Em uma sessão virtual extraordinária aberta nesta sexta-feira, os ministros Cristiano Zanin e Flávio Dino já votaram a favor da medida, restando apenas o pronunciamento de Cármen Lúcia para encerrar o julgamento e comunicar a decisão ao presidente da Câmara, Hugo Motta (Republicanos-PB).
Moraes, relator do caso, sustentou que a deliberação da Câmara é nula por desrespeitar a Constituição, pois a perda de mandato é consequência automática de uma condenação criminal com trânsito em julgado, cabendo à Mesa da Casa apenas formalizar o ato, e não submetê-lo a votação. Ele determinou que Motta dê posse ao suplente de Zambelli, Adilson Barroso (PL-SP), em até 48 horas.

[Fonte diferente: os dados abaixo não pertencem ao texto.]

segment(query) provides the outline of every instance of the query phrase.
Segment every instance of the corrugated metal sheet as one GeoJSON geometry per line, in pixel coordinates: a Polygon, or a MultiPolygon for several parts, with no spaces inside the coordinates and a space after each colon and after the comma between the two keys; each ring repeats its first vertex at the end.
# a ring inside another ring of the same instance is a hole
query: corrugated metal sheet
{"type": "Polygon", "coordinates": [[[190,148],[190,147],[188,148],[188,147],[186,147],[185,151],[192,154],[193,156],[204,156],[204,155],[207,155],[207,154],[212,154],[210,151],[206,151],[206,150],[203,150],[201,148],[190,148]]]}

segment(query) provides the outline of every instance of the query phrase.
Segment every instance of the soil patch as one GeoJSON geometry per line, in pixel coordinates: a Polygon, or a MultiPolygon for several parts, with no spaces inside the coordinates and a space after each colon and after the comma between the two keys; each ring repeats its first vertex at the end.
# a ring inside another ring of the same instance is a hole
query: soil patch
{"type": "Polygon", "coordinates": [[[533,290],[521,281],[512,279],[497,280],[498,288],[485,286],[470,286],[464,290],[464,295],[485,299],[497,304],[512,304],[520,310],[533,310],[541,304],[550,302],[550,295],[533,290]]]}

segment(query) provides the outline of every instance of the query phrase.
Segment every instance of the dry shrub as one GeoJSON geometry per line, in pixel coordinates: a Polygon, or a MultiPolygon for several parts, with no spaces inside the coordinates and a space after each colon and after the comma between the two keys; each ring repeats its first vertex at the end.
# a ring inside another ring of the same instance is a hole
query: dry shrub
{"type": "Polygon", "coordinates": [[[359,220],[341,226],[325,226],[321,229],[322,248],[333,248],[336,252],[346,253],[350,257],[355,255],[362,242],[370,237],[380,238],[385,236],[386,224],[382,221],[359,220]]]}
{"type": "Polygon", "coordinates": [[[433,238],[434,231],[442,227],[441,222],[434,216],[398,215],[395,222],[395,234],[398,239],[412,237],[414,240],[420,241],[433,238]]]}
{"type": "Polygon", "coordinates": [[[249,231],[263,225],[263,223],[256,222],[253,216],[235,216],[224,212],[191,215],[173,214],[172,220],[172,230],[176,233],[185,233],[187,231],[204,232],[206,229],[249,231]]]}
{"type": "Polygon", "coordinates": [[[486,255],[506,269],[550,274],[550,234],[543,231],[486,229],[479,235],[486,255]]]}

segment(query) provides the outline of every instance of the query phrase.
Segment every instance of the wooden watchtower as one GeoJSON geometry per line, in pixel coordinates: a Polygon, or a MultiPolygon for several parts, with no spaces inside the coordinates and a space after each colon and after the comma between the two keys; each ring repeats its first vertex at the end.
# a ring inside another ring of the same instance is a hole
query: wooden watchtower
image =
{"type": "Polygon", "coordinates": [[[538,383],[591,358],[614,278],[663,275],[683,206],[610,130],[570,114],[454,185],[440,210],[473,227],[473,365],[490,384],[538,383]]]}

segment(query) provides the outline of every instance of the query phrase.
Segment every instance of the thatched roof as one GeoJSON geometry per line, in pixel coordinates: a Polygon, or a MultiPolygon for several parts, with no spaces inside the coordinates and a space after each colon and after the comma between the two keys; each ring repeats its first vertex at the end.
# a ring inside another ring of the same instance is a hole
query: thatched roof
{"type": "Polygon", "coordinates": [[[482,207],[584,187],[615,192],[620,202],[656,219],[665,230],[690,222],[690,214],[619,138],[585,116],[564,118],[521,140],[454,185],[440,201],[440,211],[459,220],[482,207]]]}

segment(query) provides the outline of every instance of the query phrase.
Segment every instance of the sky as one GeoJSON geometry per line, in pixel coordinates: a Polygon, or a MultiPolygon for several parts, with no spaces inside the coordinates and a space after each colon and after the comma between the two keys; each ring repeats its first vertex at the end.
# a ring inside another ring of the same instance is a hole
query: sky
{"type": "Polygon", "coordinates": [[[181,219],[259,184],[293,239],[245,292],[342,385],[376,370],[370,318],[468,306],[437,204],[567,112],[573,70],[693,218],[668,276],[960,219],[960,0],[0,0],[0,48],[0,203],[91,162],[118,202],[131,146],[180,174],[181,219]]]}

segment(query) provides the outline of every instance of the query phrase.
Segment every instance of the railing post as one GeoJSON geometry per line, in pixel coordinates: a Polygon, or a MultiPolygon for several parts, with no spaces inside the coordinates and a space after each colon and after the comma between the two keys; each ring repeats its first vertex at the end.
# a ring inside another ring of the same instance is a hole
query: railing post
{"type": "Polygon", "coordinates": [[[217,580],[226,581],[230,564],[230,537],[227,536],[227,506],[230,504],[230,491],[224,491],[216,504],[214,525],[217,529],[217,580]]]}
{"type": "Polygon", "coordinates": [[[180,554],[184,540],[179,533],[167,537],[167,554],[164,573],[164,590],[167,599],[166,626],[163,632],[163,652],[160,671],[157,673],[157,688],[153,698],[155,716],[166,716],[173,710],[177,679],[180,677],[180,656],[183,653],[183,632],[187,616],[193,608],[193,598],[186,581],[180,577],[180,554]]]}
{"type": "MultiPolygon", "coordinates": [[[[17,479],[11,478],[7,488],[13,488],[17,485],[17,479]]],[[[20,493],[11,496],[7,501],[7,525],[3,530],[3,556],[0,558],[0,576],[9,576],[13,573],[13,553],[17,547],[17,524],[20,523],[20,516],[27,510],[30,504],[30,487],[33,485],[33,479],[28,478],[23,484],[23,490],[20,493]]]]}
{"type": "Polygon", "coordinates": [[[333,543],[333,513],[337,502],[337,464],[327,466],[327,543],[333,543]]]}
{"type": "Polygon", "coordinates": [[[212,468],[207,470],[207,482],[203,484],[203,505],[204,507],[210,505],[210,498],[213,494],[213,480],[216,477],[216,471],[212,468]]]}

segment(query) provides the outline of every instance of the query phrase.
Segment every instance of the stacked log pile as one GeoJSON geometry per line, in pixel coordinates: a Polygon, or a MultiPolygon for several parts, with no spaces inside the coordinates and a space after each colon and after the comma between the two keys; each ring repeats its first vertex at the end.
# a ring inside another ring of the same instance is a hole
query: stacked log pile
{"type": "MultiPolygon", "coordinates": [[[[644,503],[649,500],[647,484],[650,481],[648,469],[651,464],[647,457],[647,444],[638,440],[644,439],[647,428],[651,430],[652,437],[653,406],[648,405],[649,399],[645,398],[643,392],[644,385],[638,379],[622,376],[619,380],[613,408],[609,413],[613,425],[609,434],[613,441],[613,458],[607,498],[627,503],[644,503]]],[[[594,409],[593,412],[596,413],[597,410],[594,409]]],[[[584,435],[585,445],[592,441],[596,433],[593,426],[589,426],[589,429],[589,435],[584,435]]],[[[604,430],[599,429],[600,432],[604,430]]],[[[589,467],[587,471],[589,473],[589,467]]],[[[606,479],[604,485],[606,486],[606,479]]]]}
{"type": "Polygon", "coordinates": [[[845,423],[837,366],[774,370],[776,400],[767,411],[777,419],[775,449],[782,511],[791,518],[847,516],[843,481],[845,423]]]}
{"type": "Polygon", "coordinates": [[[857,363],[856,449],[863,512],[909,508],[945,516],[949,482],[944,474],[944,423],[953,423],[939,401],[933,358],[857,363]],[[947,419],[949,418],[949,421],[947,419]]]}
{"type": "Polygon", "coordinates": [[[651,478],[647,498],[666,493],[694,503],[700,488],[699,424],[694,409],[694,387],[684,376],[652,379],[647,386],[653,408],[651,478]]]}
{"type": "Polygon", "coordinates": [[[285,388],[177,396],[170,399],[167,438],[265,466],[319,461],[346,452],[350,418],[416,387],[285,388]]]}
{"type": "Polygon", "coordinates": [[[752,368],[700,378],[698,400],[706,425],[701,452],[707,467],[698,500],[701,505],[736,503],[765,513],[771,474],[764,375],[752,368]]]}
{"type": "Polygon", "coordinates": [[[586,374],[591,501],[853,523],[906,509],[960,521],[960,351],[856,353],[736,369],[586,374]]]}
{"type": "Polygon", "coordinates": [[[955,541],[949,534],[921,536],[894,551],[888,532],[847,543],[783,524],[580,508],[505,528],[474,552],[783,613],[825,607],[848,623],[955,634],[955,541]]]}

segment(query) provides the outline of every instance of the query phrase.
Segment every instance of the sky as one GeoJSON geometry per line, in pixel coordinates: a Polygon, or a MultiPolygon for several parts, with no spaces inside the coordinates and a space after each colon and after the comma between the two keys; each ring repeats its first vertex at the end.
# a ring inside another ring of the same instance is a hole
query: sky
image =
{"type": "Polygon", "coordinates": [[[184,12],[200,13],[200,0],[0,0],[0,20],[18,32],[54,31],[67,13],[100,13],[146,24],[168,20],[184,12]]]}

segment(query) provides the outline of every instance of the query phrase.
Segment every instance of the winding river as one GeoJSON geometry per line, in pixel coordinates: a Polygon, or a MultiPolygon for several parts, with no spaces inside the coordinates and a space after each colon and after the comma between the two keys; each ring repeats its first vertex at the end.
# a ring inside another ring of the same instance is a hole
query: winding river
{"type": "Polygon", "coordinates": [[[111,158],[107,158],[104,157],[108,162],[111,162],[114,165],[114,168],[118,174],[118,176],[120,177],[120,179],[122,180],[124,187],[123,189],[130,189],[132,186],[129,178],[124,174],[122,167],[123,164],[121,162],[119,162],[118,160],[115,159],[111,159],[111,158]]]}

Em seu voto, Dino destacou que a deputada, presa na Itália, já custou R$ 547 mil aos cofres públicos e que a efetivação da perda do mandato representa um “ato de responsabilidade política, social e fiscal”. Zanin, por sua vez, afirmou ser “evidente não haver como conciliar a circunstância de aplicação da pena com o exercício do mandato parlamentar”.
A votação na Câmara, realizada na madrugada de quarta-feira, registrou 227 votos a favor da cassação, 170 contra e 10 abstenções – números insuficientes para os 257 votos necessários. A decisão do STF invalida esse resultado, reafirmando entendimento firmado em julgamentos anteriores, como o do mensalão, de que a perda de mandato deve ser imediata e não depende de deliberação política.
Zambelli foi condenada definitivamente em dois processos: um por contratar um hacker para inserir um falso mandado de prisão contra Alexandre de Moraes no sistema da Justiça (pena de dez anos em regime fechado) e outro por porte ilegal de arma e constrangimento ilegal.
Ela fugiu para a Itália após as condenações e está presa lá desde julho, aguardando decisão sobre o pedido de extradição feito pelo Brasil. O líder do PL na Câmara, Sóstenes Cavalcante (PL-RJ), havia criticado a decisão de Moraes, classificando-a como “usurpação institucional”.